Nature Climate Change誌で公表された論文は、世界の海洋の広大な地域で複合的な状態変化が見られ、温暖化、塩分濃度の上昇または淡水化、酸素の減少、酸性化が同時に進行しており、気候変動によって海洋環境が未知の領域へと進んでいるエビデンスを示しました。
本研究は、複数の海洋の重要な変数を標準化・統合し、過去60年間で物理的および生物地球化学的変数(総称して複合気候影響要因)の影響を受ける海洋状態が世界的に顕著になっていることを示しました。特に、海洋表層の30%から40%は、60年前と比較して、水温、塩分、酸素濃度が同時に変化しているという、顕著で憂慮すべき傾向を示しました。最も激しい複合的な変化は、熱帯・亜熱帯大西洋、北太平洋、アラビア海、地中海で発生しています。かつては安定していると考えられていた深海でさえ、私たちが考えていたよりも急速に反応していることを示唆しています。

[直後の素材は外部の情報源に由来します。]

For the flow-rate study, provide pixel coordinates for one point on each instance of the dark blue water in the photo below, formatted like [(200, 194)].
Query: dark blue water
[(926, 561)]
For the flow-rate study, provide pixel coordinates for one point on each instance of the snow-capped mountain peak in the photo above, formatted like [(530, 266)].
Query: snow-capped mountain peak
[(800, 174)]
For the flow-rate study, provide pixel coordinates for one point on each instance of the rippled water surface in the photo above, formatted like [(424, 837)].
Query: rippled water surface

複合的な海洋変動は海洋生態系を変容させ、それらに依存する生物群を脅かしています。海洋生物は、複数のストレス要因に同時にさらされると、より大きなストレスに直面し、移動や減少を余儀なくされます。 こうした混乱は、世界の漁業を不安定にし、食料安全保障を脅かし、人々の生活を脅かす可能性があります。生物多様性に加え、こうした変化は海洋の炭素と熱の吸収能力を弱め、地球の気候調整器としての役割を損なう可能性があります。この研究結果は、地球規模の気候変動対策に資する、持続的で高品質な海洋モニタリングの緊急の必要性を浮き彫りにしています。
(参考文献)
Tan, Z., von Schuckmann, K., Speich, S. et al. Observed large-scale and deep-reaching compound ocean state changes over the past 60 years. Nat. Clim. Chang. (2025).